Taraf’ın gazetecilik yapmasına söyleyecek sözüm yok. Bir gazetenin attığı manşetler nedeniyle Hükümet tarafından linç edilmesine de karşıyım. Ancak bir gazetenin attığı manşeti ve haberleri eleştirenleri üstü kapalı tehdit etmek nasıl bir gazetecilik anlayışının göstergesidir Allah aşkına!
Ne demek hepiniz susacaksınız!
Nedir bu kabadayılık!
Altın alyanslı parmakların yerini gümüş yüzüklüler aldı ne demek!
Beyim siz kim oluyorsunuz Allah aşkına. Şimdi bizde “dün bizi tehdit edenler eli silahlılarla iş tutan kalemlerdi şimdi de servislerle çalışan gazeteciler” desek çok şık bir iş mi yapmış oluruz?
Şimdi bu değerlendirmelerden Uludere olayının ortaya çıkarılmasını istemediğimiz ya da Başbuğ’un yargılanmasından rahatsız olduğumuz anlamını çıkarmak isteyenler çıkabilir.
Hayır asla!
İlker Başbuğ hakkında bu kadar iddia varken yargılanmaması hata olurdu. Elbette hesap vermeli. Yaptığı yanlış işler varsa ve gerçekten iddia edildiği gibi “darbe yapmaya teşebbüs” suçunu işlediyse hesap vermelidir. Uludere olayında da sorumlular her kim ise mutlaka cezasını çekmelidir. Bu ülke de bu acıları bir daha yaşamak istemiyorsak mutlaka bu karanlık noktalar aydınlatılmalıdır. Biz sonuna kadar gidilmelidir diyenlerdeniz.
Benim canımı sıkan birilerinin İslamcı kalemleri itibarsızlaştırmaya çalışması, herşeyi biz biliriz edası ve kendilerini eleştirilemez ilan ederek kutsamasıdır.
Uludere olayında daha ne olduğu belli olmadan “sorumlu MİT” ilan edildiğinde kendi kendime “Eyvah!” demiştim.
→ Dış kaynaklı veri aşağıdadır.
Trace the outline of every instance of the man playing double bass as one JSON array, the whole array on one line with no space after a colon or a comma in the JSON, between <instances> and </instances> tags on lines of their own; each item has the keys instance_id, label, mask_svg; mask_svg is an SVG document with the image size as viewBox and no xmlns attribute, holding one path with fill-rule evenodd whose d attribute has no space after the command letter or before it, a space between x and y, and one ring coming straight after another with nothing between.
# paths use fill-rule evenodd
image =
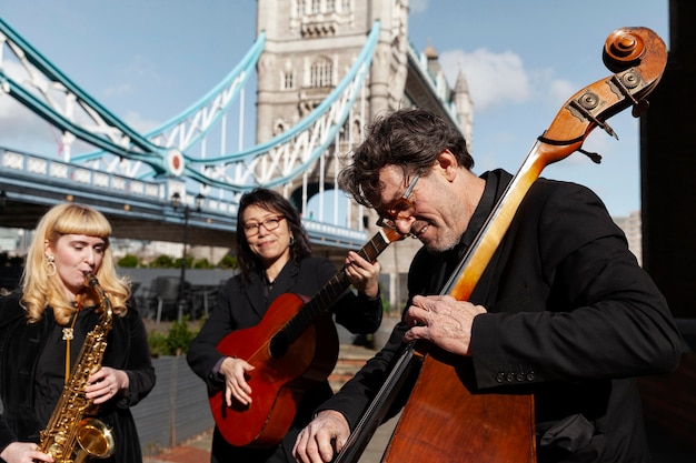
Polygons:
<instances>
[{"instance_id":1,"label":"man playing double bass","mask_svg":"<svg viewBox=\"0 0 696 463\"><path fill-rule=\"evenodd\" d=\"M470 361L477 390L533 394L538 462L647 462L634 376L675 370L682 340L591 191L537 180L470 299L434 295L511 179L503 170L477 177L473 165L458 131L428 110L405 109L377 120L341 172L342 189L422 249L389 342L322 404L296 459L329 462L404 344L426 340Z\"/></svg>"}]
</instances>

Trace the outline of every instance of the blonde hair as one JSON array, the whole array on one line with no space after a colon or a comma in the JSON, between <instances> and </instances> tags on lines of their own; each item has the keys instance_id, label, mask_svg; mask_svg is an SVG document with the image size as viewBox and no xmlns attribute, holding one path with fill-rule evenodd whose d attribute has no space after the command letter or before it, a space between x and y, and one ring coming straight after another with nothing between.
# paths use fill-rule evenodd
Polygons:
<instances>
[{"instance_id":1,"label":"blonde hair","mask_svg":"<svg viewBox=\"0 0 696 463\"><path fill-rule=\"evenodd\" d=\"M49 273L44 252L46 241L56 244L63 234L84 234L105 240L105 252L101 265L95 276L99 285L108 294L113 313L125 315L128 311L126 302L130 298L130 282L116 273L113 254L109 246L111 224L99 211L83 204L64 203L51 208L39 221L33 240L27 253L27 263L21 278L22 306L27 310L30 323L41 320L47 306L53 309L56 321L67 324L74 313L72 302L66 296L60 279ZM81 303L86 306L98 305L99 298L95 291L81 294Z\"/></svg>"}]
</instances>

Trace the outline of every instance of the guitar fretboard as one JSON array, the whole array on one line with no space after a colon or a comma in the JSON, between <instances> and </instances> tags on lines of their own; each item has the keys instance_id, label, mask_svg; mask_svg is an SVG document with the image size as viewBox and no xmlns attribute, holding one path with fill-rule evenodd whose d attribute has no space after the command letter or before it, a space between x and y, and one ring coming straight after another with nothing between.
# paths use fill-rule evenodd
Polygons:
<instances>
[{"instance_id":1,"label":"guitar fretboard","mask_svg":"<svg viewBox=\"0 0 696 463\"><path fill-rule=\"evenodd\" d=\"M385 230L380 230L365 244L358 252L362 259L374 262L381 252L389 246L391 241ZM284 326L282 333L288 343L292 343L317 316L327 312L328 309L340 298L350 286L346 278L345 268L336 273L324 286L309 300L302 309Z\"/></svg>"}]
</instances>

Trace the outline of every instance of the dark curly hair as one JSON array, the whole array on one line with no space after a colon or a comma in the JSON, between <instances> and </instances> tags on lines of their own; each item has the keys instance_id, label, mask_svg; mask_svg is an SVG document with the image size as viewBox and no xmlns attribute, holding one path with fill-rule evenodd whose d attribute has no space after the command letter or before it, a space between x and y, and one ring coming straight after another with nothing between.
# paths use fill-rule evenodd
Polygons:
<instances>
[{"instance_id":1,"label":"dark curly hair","mask_svg":"<svg viewBox=\"0 0 696 463\"><path fill-rule=\"evenodd\" d=\"M400 165L427 175L437 157L449 150L466 169L474 167L461 133L435 112L409 108L379 117L368 127L367 139L349 157L350 164L338 177L339 185L360 204L379 208L379 171Z\"/></svg>"},{"instance_id":2,"label":"dark curly hair","mask_svg":"<svg viewBox=\"0 0 696 463\"><path fill-rule=\"evenodd\" d=\"M251 274L264 271L261 260L249 248L243 228L245 224L241 220L245 210L250 205L258 205L267 211L285 217L290 228L290 233L292 233L295 239L290 245L290 259L299 262L311 254L309 239L297 209L280 193L265 188L257 188L241 195L239 199L239 212L237 213L237 263L243 281L249 282Z\"/></svg>"}]
</instances>

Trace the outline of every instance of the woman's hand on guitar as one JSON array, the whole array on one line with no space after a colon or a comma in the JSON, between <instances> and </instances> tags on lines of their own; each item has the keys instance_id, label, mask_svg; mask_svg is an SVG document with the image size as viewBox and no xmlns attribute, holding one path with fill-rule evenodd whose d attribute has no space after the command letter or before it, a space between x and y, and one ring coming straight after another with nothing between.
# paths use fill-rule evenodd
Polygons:
<instances>
[{"instance_id":1,"label":"woman's hand on guitar","mask_svg":"<svg viewBox=\"0 0 696 463\"><path fill-rule=\"evenodd\" d=\"M379 294L379 262L370 263L357 252L350 251L344 271L350 284L359 292L368 298L376 298Z\"/></svg>"},{"instance_id":2,"label":"woman's hand on guitar","mask_svg":"<svg viewBox=\"0 0 696 463\"><path fill-rule=\"evenodd\" d=\"M406 312L405 321L411 329L404 340L428 340L454 354L469 355L474 319L486 312L483 305L451 295L417 295Z\"/></svg>"},{"instance_id":3,"label":"woman's hand on guitar","mask_svg":"<svg viewBox=\"0 0 696 463\"><path fill-rule=\"evenodd\" d=\"M225 376L225 403L232 406L232 397L242 405L251 403L251 386L247 383L247 372L253 370L248 362L228 356L220 365Z\"/></svg>"},{"instance_id":4,"label":"woman's hand on guitar","mask_svg":"<svg viewBox=\"0 0 696 463\"><path fill-rule=\"evenodd\" d=\"M350 426L335 410L324 410L297 436L292 455L300 463L326 463L346 444Z\"/></svg>"}]
</instances>

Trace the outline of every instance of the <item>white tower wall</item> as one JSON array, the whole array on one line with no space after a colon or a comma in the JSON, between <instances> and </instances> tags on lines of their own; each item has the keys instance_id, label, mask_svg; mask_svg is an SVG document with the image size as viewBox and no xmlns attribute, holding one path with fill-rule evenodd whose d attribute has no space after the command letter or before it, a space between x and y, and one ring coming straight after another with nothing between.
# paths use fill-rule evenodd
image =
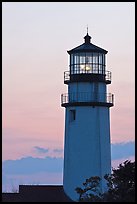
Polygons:
<instances>
[{"instance_id":1,"label":"white tower wall","mask_svg":"<svg viewBox=\"0 0 137 204\"><path fill-rule=\"evenodd\" d=\"M71 111L76 111L70 121ZM103 178L111 171L108 107L67 107L64 148L64 190L77 200L76 187L91 176ZM102 182L102 191L105 184Z\"/></svg>"}]
</instances>

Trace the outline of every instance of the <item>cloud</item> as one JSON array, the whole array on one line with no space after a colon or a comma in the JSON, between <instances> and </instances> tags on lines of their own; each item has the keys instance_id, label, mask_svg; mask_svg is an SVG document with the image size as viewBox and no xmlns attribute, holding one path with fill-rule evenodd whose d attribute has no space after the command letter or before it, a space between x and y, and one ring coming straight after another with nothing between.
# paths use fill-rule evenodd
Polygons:
<instances>
[{"instance_id":1,"label":"cloud","mask_svg":"<svg viewBox=\"0 0 137 204\"><path fill-rule=\"evenodd\" d=\"M111 159L128 159L135 156L135 142L111 144Z\"/></svg>"},{"instance_id":2,"label":"cloud","mask_svg":"<svg viewBox=\"0 0 137 204\"><path fill-rule=\"evenodd\" d=\"M53 149L53 152L56 152L56 153L62 153L63 152L63 149Z\"/></svg>"},{"instance_id":3,"label":"cloud","mask_svg":"<svg viewBox=\"0 0 137 204\"><path fill-rule=\"evenodd\" d=\"M49 151L48 148L42 148L42 147L38 147L38 146L35 146L34 149L40 154L44 154L44 153L47 153Z\"/></svg>"},{"instance_id":4,"label":"cloud","mask_svg":"<svg viewBox=\"0 0 137 204\"><path fill-rule=\"evenodd\" d=\"M6 160L2 163L2 166L4 174L59 173L63 171L63 158L25 157L18 160Z\"/></svg>"}]
</instances>

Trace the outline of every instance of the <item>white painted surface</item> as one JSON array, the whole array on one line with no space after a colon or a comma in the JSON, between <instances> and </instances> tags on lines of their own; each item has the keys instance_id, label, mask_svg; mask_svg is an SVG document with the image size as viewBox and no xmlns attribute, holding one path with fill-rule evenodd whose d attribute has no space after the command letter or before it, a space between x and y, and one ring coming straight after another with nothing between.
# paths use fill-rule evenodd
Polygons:
<instances>
[{"instance_id":1,"label":"white painted surface","mask_svg":"<svg viewBox=\"0 0 137 204\"><path fill-rule=\"evenodd\" d=\"M87 86L92 87L91 84ZM76 119L70 121L69 114L73 109L76 110ZM109 123L108 107L66 108L63 186L72 200L78 199L75 188L82 187L85 179L91 176L103 178L111 172ZM102 182L102 191L105 188Z\"/></svg>"}]
</instances>

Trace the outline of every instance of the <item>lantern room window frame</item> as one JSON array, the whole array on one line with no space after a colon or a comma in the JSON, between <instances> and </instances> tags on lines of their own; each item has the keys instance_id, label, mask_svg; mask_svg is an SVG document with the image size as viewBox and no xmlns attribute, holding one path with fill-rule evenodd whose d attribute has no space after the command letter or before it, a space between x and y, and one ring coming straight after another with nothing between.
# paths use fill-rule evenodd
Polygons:
<instances>
[{"instance_id":1,"label":"lantern room window frame","mask_svg":"<svg viewBox=\"0 0 137 204\"><path fill-rule=\"evenodd\" d=\"M105 74L105 54L97 52L79 52L70 54L70 74Z\"/></svg>"}]
</instances>

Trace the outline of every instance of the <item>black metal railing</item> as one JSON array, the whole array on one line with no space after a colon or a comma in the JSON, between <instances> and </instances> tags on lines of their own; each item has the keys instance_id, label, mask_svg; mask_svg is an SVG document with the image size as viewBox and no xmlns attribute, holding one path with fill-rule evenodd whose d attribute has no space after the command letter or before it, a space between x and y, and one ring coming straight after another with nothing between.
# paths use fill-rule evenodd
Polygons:
<instances>
[{"instance_id":1,"label":"black metal railing","mask_svg":"<svg viewBox=\"0 0 137 204\"><path fill-rule=\"evenodd\" d=\"M88 93L88 92L79 92L79 93L65 93L61 95L61 104L68 103L108 103L114 104L114 95L111 93Z\"/></svg>"},{"instance_id":2,"label":"black metal railing","mask_svg":"<svg viewBox=\"0 0 137 204\"><path fill-rule=\"evenodd\" d=\"M102 75L102 76L105 76L105 81L111 81L111 72L110 71L103 72L102 70L98 70L98 69L91 69L91 70L76 69L73 72L70 72L70 71L64 72L64 82L70 81L71 76L78 75L78 74L81 74L81 76L82 76L82 74Z\"/></svg>"}]
</instances>

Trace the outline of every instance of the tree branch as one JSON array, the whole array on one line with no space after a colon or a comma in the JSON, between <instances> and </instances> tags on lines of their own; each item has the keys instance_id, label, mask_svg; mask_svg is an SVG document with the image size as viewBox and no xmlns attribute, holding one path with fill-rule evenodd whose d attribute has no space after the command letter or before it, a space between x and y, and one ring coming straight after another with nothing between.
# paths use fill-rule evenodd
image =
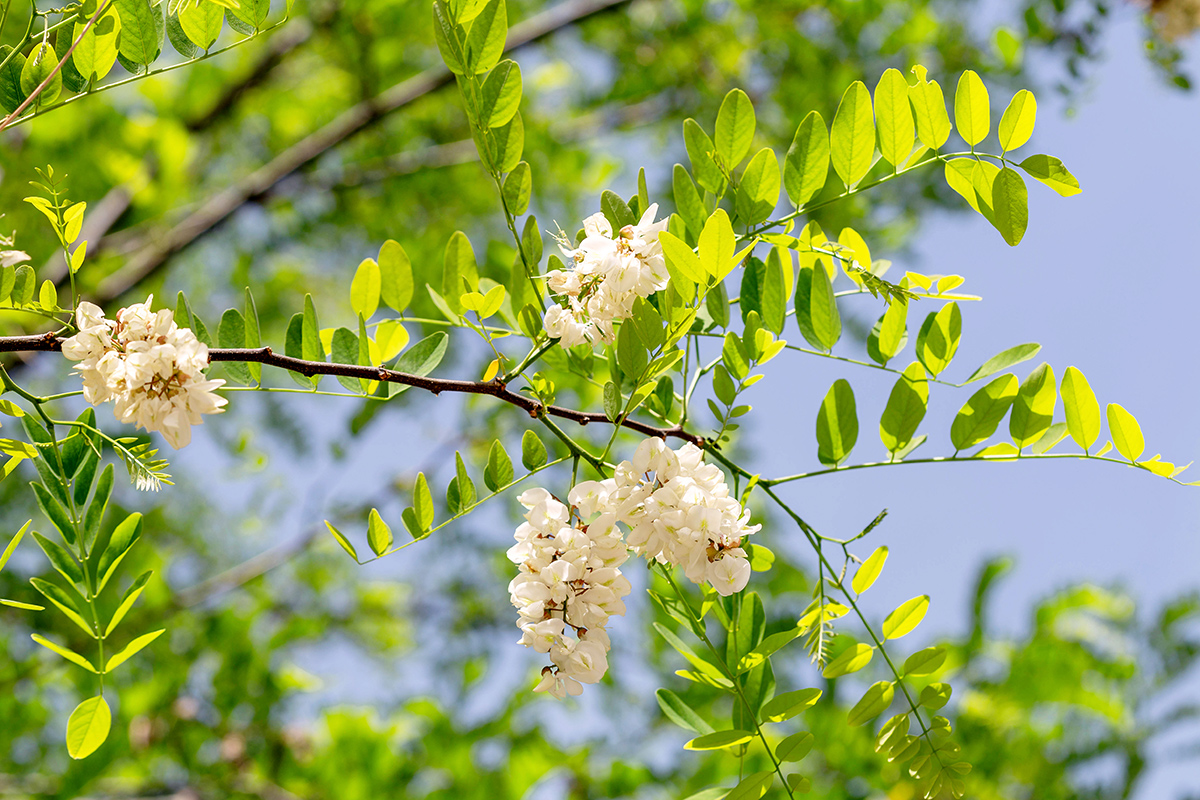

Twitter’da yazdığım ilk cümle şu olmuştu; İsrail’in istenmeyen adam ilan ettiği Hakan Fidan’ı birileri linç etmeye mi çalışıyor?”.
Hakan Fidan’ı tanımam, MİT’le ilişkim yok ama İsrail bir adamı “istenmeyen adam” ilan etti ise o adam mutlaka Siyonistler’in çarkına çomak sokmuştur ve iyi de yapmıştır diye düşünüyorum.
Şimdi bunu düşündüm diye MİTÇİ’mi oldum acaba!
Biz İslamcılar/Müslümanlar’ın Ümmet ve müslümanların maslahatı diye bir endişesi vardır. İsterseniz bunu bir örnekle açıklayalım; siyasi anlamda Başbakan Erdoğan’la ayrı düştük ama Erdoğan’ı doğal olmayan yollarla hedef seçip “öldürmek” ve “linç” etmek isteyenlere karşı tavrımız, merhum Muhsin Yazıcıoğlu’nun RefahYol hükümetine dışarıdan destek verirken söylediği söze yakındır. Ne demişti o günlerde merhum Muhsin Yazıcıoğlu; “Müslümanların iktidarını engelledi dedirtmem”
Ben kendi adıma böyle düşünüyorum. Hatalarını görmekle ve eleştirmekle birlikte AK Parti iktidarına da, ona destek veren İslamcı kalemleri de biz kardeşimiz biliriz. Ama hiçbir zaman kardeşlerimize “parmak” sallamayız bazılarının yaptığı gibi. Bilinsin istedim.